Methods: We performed studies with C57BL/6 (control) and HBUS mice. To accelerate polyp development, we increased the exposure of the bacteria to the lamina propria by injecting HBUS mice with diphtheria toxin, which binds transgenic HBEGF expressed by the epithelial cells and causes apoptosis. Mice were given injections of IL1B-neutralizing antibody and the MMP inhibitor NNGH. Intestinal tissues were collected from mice and analyzed by histology, reverse-transcription PCR, ELISAs, immunofluorescence, and flow cytometry. We examined fibroblast subsets in polyps using single-cell RNA sequencing.

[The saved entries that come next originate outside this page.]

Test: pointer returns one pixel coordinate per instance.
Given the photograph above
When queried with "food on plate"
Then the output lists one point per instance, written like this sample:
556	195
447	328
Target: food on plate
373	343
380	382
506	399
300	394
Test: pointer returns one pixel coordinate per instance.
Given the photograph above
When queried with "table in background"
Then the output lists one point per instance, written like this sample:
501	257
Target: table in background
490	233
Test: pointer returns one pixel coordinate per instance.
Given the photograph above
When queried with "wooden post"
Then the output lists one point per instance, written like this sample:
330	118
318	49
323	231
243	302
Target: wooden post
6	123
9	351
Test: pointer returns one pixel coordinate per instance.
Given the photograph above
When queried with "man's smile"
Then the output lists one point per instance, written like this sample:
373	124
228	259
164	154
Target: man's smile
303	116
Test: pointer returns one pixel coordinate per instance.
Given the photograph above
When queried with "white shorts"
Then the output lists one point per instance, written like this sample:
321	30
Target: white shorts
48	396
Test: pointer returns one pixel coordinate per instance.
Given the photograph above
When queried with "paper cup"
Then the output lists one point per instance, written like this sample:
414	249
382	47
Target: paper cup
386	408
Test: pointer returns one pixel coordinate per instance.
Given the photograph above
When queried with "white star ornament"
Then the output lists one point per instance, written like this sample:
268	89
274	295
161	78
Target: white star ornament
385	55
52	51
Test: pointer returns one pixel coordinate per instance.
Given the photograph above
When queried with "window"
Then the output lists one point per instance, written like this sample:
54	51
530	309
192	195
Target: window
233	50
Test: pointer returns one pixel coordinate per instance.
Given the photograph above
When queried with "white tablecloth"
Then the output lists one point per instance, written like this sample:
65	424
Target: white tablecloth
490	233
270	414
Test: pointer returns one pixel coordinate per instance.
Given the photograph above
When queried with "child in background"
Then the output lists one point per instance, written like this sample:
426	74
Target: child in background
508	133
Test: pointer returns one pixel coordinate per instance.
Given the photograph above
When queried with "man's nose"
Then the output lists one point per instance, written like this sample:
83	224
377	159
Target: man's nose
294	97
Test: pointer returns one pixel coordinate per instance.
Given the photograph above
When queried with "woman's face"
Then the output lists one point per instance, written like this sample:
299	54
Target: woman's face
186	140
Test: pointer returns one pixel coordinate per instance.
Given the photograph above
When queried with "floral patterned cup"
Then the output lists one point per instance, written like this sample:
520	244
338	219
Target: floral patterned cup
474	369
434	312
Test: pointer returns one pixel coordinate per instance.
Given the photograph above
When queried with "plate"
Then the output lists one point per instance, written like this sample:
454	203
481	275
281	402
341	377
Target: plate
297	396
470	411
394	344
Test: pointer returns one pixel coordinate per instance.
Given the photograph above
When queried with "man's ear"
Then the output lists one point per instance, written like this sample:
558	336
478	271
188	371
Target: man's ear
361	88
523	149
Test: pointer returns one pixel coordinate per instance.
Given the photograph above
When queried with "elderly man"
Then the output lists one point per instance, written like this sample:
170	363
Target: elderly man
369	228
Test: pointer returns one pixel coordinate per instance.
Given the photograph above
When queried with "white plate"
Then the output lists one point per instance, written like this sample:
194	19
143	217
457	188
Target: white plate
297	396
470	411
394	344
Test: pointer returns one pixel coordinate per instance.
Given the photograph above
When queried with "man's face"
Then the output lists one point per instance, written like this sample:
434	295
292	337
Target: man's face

Results: Administration of diphtheria toxin to HBUS mice accelerated development of serrated polyps (95% of treated mice developed polyps before 100 days of age, compared to 53% given vehicle). IL1B stimulated subsets of platelet derived growth factor receptor alpha (PDGFRA)-positive fibroblasts isolated from cecum, resulting in increased expression of MMP3. Neutralizing antibodies against IL1B or administration of the MMP inhibitor reduced the number of serrated polyps that formed in the HBUS mice. Single-cell RNA sequencing analysis revealed subsets of fibroblasts in serrated polyps that express genes that regulate matrix fibroblasts and inflammation.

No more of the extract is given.